Tareck William Saab, Procuratore Generale “ad interim”

Caracas.- La risposta è arrivata a stretto giro di posta. Il deputato “chavista” Germán Ferrer ha reagito alle accuse mossegli da Diosdado Cabello, membro dell’Assemblea Costituente, e da Tareck William Saab, promosso dall’Anc a Procuratore Generale “ad interm” in sostituzione della Procuratrice destituita, Luisa Ortega Dìaz.
Ferrer, marito di Ortega Dìaz, ha scritto in un messaggio pubblicato sul sito “Punto de Corte”:
“Come tutti i neofascismi, questo governo ha ormai perso ogni senso della vergogna”.

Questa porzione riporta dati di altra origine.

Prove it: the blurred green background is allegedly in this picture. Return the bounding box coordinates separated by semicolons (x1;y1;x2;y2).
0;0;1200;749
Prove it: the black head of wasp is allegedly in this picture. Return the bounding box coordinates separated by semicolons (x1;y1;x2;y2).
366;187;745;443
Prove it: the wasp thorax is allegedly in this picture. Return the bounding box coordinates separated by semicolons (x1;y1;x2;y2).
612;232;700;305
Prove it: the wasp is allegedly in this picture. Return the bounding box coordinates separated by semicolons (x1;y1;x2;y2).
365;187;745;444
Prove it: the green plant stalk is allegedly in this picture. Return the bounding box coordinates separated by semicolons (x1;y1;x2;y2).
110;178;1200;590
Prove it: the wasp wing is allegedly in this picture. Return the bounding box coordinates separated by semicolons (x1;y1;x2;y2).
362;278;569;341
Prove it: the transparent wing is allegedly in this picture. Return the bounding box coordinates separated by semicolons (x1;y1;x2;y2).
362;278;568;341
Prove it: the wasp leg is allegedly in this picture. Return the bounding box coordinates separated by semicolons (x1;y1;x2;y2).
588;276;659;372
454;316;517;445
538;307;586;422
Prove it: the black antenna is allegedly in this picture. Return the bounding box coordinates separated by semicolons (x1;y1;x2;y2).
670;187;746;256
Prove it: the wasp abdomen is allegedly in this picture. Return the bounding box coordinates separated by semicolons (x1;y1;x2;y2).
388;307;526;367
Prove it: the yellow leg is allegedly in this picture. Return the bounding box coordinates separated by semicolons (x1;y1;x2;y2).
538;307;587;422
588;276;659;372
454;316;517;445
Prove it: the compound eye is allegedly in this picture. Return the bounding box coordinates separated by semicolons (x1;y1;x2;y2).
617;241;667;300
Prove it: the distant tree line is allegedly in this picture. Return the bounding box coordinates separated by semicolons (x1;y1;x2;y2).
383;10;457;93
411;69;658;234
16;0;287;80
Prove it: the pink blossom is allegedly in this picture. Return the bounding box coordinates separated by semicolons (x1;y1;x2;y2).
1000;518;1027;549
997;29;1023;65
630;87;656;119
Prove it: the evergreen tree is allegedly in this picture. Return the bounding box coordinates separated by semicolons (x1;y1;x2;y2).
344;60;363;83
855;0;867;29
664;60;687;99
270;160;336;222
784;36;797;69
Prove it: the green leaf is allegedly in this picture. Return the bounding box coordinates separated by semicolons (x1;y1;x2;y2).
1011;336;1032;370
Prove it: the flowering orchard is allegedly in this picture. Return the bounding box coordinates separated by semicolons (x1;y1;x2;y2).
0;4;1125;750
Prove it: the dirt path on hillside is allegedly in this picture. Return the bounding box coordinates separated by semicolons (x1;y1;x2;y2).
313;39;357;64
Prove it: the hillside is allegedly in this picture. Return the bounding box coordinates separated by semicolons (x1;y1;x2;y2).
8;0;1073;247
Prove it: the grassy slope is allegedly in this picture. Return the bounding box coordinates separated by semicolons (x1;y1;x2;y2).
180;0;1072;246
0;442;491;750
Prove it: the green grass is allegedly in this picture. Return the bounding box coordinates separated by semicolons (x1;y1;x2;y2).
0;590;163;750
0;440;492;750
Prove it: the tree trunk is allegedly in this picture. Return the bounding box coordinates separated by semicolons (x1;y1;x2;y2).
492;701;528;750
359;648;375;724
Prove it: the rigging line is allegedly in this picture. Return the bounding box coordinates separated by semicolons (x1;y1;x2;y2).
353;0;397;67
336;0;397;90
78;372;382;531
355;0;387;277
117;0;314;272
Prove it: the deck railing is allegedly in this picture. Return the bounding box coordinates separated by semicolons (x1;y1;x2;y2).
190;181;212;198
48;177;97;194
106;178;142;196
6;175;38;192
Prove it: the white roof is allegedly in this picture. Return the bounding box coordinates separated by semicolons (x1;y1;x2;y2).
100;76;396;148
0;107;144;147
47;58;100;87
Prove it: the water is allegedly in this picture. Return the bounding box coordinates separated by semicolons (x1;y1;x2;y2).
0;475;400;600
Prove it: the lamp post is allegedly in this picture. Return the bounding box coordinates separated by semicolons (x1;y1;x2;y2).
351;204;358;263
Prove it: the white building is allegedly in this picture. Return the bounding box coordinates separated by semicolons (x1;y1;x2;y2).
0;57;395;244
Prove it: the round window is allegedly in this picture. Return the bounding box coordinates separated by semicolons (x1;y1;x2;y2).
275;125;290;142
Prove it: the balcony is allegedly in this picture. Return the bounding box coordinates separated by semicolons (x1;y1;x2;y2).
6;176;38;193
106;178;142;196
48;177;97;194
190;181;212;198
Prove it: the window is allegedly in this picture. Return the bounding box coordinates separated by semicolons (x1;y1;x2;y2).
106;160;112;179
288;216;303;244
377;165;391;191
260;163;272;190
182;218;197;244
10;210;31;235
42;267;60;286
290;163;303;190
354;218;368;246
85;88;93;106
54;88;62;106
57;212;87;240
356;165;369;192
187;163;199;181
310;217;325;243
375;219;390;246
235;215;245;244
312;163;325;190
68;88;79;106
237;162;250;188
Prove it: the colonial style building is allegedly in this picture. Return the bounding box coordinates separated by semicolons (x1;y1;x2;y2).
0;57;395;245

– Quelle firme non sono mie e non resistono la minima prova di verosimiglianza – ha dichiarato al giornalista Vladimir Villegas in conversazione telefonica -. Sfido il Procuratore a confrontare quello che ha presentato con una mia firma originale, lo sfido a sottoporre le firme nei documenti presentati ad un’analisi grafologica.

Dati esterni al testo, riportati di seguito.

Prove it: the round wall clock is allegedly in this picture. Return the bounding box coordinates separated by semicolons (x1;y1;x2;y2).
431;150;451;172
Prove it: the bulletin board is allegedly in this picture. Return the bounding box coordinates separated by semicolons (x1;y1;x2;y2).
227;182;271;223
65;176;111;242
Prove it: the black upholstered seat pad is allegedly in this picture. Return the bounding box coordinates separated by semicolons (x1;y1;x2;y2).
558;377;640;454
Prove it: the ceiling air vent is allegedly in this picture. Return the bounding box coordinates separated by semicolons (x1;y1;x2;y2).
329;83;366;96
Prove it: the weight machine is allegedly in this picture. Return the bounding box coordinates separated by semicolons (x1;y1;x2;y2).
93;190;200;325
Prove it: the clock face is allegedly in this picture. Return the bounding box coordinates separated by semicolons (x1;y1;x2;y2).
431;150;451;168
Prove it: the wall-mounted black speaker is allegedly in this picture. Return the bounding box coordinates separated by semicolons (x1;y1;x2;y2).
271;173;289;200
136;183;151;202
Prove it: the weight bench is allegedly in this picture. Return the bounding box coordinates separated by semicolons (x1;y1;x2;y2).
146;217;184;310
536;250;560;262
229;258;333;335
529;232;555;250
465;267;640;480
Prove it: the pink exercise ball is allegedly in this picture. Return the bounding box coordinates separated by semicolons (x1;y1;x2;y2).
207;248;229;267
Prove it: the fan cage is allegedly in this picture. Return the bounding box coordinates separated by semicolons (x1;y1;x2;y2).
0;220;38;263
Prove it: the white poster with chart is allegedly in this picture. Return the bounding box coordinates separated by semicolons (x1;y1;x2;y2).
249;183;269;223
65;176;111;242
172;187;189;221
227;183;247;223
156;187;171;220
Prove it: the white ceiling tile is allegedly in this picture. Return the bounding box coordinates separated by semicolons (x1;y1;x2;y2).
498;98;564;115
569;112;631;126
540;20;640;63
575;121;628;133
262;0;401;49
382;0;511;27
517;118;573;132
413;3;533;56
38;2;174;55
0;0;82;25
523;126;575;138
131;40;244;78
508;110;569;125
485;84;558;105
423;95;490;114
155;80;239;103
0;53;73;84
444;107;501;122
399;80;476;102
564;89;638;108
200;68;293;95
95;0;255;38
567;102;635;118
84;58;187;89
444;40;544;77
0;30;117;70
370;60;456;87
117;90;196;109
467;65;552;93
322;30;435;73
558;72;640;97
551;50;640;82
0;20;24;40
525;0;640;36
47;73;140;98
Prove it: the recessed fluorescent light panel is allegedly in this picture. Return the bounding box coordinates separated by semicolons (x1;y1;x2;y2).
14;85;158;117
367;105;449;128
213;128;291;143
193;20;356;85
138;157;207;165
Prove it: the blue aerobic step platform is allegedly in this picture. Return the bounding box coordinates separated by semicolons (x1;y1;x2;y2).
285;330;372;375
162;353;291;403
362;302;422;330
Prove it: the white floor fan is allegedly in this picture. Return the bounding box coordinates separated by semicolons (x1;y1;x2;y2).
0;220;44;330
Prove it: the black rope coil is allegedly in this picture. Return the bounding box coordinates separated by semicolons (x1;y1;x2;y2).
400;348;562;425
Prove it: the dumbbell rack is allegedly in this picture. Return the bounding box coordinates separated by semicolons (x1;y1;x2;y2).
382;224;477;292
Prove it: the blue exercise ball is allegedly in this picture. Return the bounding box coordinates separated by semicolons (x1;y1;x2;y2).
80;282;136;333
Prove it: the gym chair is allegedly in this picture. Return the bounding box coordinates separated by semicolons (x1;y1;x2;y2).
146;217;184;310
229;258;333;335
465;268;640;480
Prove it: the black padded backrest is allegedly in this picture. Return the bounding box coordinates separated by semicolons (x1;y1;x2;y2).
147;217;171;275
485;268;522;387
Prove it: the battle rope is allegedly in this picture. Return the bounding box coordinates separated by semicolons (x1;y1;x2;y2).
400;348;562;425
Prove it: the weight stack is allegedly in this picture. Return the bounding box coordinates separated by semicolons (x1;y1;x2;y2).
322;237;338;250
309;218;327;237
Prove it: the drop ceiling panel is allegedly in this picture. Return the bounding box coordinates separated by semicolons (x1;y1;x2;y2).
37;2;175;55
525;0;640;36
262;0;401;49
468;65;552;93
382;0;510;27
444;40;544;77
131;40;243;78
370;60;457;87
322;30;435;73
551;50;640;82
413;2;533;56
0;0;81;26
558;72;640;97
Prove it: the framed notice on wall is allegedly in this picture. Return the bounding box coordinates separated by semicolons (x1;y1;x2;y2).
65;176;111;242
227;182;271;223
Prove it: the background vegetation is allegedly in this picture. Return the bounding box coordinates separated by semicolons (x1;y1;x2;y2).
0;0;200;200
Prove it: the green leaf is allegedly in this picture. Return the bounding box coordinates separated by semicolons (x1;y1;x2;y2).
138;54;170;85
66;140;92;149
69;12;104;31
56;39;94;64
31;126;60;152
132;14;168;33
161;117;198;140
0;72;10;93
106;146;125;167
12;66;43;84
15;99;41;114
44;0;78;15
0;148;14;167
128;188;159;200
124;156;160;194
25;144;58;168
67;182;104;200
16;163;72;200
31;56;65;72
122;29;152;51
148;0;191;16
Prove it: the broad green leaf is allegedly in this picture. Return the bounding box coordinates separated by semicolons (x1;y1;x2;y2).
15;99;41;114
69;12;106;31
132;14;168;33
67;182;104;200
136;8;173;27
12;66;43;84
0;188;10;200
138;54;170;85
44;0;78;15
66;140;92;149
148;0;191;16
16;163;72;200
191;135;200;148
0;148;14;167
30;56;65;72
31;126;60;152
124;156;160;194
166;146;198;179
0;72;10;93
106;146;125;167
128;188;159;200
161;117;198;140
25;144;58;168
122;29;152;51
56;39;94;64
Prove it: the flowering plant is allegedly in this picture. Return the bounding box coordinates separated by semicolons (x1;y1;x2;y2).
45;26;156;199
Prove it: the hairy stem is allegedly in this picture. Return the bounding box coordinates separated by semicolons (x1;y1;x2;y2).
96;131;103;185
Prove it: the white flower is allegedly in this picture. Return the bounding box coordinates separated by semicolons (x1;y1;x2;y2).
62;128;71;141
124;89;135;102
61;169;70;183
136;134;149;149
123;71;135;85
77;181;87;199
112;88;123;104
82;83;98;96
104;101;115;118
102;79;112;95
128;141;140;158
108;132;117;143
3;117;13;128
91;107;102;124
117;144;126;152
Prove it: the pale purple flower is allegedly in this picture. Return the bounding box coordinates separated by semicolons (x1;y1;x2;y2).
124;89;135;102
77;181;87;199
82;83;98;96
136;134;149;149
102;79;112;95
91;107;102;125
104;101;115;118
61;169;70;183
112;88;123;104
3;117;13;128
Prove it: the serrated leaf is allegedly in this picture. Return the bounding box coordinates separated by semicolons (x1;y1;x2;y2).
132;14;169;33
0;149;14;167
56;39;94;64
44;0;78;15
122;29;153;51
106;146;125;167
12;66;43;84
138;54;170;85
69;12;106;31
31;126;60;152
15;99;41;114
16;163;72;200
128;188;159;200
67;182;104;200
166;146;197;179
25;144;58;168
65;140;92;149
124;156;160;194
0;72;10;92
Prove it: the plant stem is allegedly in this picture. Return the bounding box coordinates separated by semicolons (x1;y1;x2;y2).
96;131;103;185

Il deputato German Ferrer e la moglie Luisa Ortega Díaz, Procuratrice Generale destituita dall’Assemblea Costituente

Germán Ferrer, nel mirino dell’Anc giacché marito dell’ex Procuratrice che ha accusò tempo fa governo e Tribunale Supremo di Giustizia di aver promosso un “golpe rientrato solo parzialmente”, è uno dei tre deputati che, ritiratisi dalla frazione parlamentare “chavista” minoritaria, hanno costituito la “frazione parlamentare socialista”. Per il momento, il deputato, dopo la decisione della Corte di autorizzarne l’arresto e di chiedere all’Anc la sospensione dell’immunità parlamentare, si è reso uccel di bosco.
Anche in questa occasione, la decisione del Tsg, presa su richiesta del Procuratore “ad interim”, è arrivata nella notte. Il Procuratore Saab, che oggi occupa il posto che era di Luisa Ortega Dìaz, ha sostenuto che il deputato Ferrer sarebbe stato sorpreso in flagranza di reato e lo ha accusato di corruzione, estorsione, associazione a delinquere e riciclaggio; di essere a capo di “una mafia dell’estorsione” che operava all’interno della Procura: ricattava persone che erano sotto inchiesta.
L’Alta corte, dal canto suo, ha ritenuto che trattandosi di un delitto flagrante, non era necessaria una udienza preliminare per autorizzarne l’arresto.